Check with your doctor right away if you have a bloody urine, a decrease in frequency or amount of urine, an increase in blood pressure, increased thirst, loss of appetite, lower back or side pain, nausea, swelling of the face, fingers, or lower legs, troubled breathing, unusual tiredness or weakness, vomiting, or weight gain. These could be symptoms of a serious kidney problem.
This medicine may cause a serious reaction called tumor lysis syndrome (TLS). Call your doctor right away if you have a change in how much or how often you urinate, rapid weight gain, muscle or joint pain, swelling of the feet or lower legs, or feel tired.
Serious lung or breathing problems may occur after you get a shot of this medicine into one of your veins. Call your doctor right away if have any changes in your breathing after you receive this medicine.
Your blood pressure might get too high while you are using this medicine. This may cause headaches, dizziness, or blurred vision. You might need to measure your blood pressure at home. If you think your blood pressure is too high, call your doctor right away.
Blood clots may occur while you are receiving this medicine. Tell your doctor right away if you have chest pain, dizziness or lightheadedness, fainting, fast heartbeat, pain, redness, or swelling in the arm or legs, sudden shortness of breath, or trouble breathing.
This medicine may cause infusion-related reactions, which can be life-threatening and require immediate medical attention. Tell your doctor right away if you start to have a fever, chills or shaking, dizziness, trouble breathing, itching or rash, or lightheadedness or fainting while you are receiving this medicine.

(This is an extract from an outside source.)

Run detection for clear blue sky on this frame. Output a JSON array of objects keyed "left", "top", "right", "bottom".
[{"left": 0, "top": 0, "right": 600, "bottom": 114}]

This medicine can lower the number of platelets in your blood, which are needed for blood clotting. This may cause serious bleeding problems. Check with your doctor right away if you notice any unusual bleeding or bruising, black, tarry stools, or pinpoint red spots on your skin.
Check with your doctor right away if you have pain or tenderness in the upper stomach, pale stools, dark urine, loss of appetite, nausea, vomiting, or yellow eyes or skin. These could be symptoms of a serious liver problem.
Tell your doctor right away if you have seizures, headache, confusion, vision problems, unusual drowsiness, tiredness, or weakness. These could be symptoms of a serious nervous system problem, called posterior reversible encephalopathy syndrome (PRES).
This medicine may cause some people to become dizzy or drowsy. Make sure you know how to react to this medicine before you drive, use machines, or do anything else that could be dangerous if you are not alert.
Do not take other medicines unless they have been discussed with your doctor. This includes prescription or nonprescription (over-the-counter [OTC]) medicines and herbal or vitamin supplements.